Xi Wang Ph.D. Defense

Xi Wang  defended his PhD titlesRobustness of visual SLAM techniques to light changing conditions” Thursday, march 10h at 14h00  

Also featured on Youtube: https://youtu.be/9yWXVkzn03s

Luce MORIN, Professor, INSA Rennes, France (President)
Cedric DEMONCEAUX, Professor, Université de Bourgogne, France (Reviewer)
Jose Maria Martinez MONTIEL, Professor, University of Zaragoza, Spain (Reviewer)
Andrew COMPORT, Chargé de Recherche CNRS, France (Examiner)
Timothée De GOUSSENCOURT, CTO, oARo, France (Examiner)
Marc CHRISTIE, Maître de Conférence, Université de Rennes 1, France, (Co-supervisor)
Eric MARCHAND, Professor, Université de Rennes 1, France, (Supervisor)

The SLAM (Simultaneous Localization And Mapping) technique concentrates on localizing and recovering the environment in a simultaneous way and is one of the core functionalities of many industrial products such as augmented reality, autonomous driving, and even modern filmmaking workflow.
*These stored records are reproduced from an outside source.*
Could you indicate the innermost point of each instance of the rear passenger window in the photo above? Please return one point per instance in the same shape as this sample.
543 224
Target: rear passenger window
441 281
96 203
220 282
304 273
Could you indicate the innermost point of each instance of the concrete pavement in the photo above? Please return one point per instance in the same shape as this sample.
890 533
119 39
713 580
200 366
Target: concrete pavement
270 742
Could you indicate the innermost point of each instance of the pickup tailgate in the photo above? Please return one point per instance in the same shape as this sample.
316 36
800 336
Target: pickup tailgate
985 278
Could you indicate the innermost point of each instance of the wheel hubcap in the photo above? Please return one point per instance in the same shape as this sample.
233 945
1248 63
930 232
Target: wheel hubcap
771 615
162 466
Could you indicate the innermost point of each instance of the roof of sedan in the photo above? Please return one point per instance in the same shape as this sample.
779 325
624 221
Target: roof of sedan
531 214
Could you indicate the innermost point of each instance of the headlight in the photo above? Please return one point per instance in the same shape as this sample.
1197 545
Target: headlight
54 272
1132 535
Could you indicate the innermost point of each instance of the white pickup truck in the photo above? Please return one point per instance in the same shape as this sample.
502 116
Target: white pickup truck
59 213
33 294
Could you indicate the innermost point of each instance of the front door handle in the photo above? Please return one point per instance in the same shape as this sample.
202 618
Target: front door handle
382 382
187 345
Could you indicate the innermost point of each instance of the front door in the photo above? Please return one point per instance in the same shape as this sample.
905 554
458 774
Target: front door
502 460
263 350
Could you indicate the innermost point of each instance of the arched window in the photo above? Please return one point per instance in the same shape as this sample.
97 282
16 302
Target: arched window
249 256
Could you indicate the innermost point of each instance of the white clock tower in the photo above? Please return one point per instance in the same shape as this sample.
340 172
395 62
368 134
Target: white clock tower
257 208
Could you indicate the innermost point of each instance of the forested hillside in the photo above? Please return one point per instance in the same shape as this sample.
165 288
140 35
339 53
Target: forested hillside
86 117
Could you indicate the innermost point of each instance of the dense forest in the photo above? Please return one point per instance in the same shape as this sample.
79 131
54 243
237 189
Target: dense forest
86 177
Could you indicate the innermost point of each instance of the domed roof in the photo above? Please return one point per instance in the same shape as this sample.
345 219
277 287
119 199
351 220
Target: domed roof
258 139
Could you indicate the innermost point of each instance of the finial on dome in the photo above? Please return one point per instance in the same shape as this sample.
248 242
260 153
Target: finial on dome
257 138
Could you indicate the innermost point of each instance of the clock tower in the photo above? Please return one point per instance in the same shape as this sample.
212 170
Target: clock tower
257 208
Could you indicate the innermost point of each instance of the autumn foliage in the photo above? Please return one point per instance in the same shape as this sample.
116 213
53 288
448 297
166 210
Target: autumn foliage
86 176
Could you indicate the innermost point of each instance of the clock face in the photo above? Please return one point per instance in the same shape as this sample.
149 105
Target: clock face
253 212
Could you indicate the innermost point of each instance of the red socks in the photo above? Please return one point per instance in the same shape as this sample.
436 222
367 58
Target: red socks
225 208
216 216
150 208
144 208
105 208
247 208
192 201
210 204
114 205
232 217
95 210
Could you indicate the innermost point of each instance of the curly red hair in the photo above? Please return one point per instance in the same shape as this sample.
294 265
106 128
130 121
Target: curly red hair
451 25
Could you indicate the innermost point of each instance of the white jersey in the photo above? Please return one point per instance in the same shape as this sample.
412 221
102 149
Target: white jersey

Multiple difficulties in different levels can influence the final performance of robot agents’ SLAM task, as the pipeline is long and complicated. Many solutions are proposed for reinforcing the SLAM system from different angles respectively, with the means from classic statistical probability models to the modern data-driven deep neural networks. However, the quest of improving the robot’s robustness under dynamic and complicated environments persists and becomes more and more significant and active for nowadays robotics research. The need for improving the robustness of robot agents is imminent and regarded as one of most imperative factors for deploying robots ubiquitously in our daily life.

Under this context, this thesis tries to address the problem of SLAM robustness, in a very systematic view: we try to break down the SLAM system into different and inter-influential modules for answering possible questions within each module and wishing to help improve the overall robustness of SLAM systems under complicated conditions.

With the above objectives, the contributions of the thesis are stated from multiple angles: 1) From the image feature angle, we proposed a multiple layered image structure for improving the performance of traditional local image features under extreme conditions. Furthermore, an optimisation method on linear searching and mutual information assisted convex optimisation are designated for tuning the optimal parameters with the proposed structure; 2) From the geometric primitive angle, we proposed a relative pose estimation and SLAM framework under the multiple planar assumption, by keypoint feature-based and template tracker based methods, respectively. We tried to achieve better performance on mapping and tracking simultaneously with the help of a more general planar assumption. 3) From the angle of relocalization of the SLAM system, we proposed a binary graph structure for embedding spatial information and heterogeneous data formats such as depth image, semantic information etc. The proposed method enables robotics SLAM systems to relocalise themselves with a higher success rate even under different lighting, weather and seasonal conditions.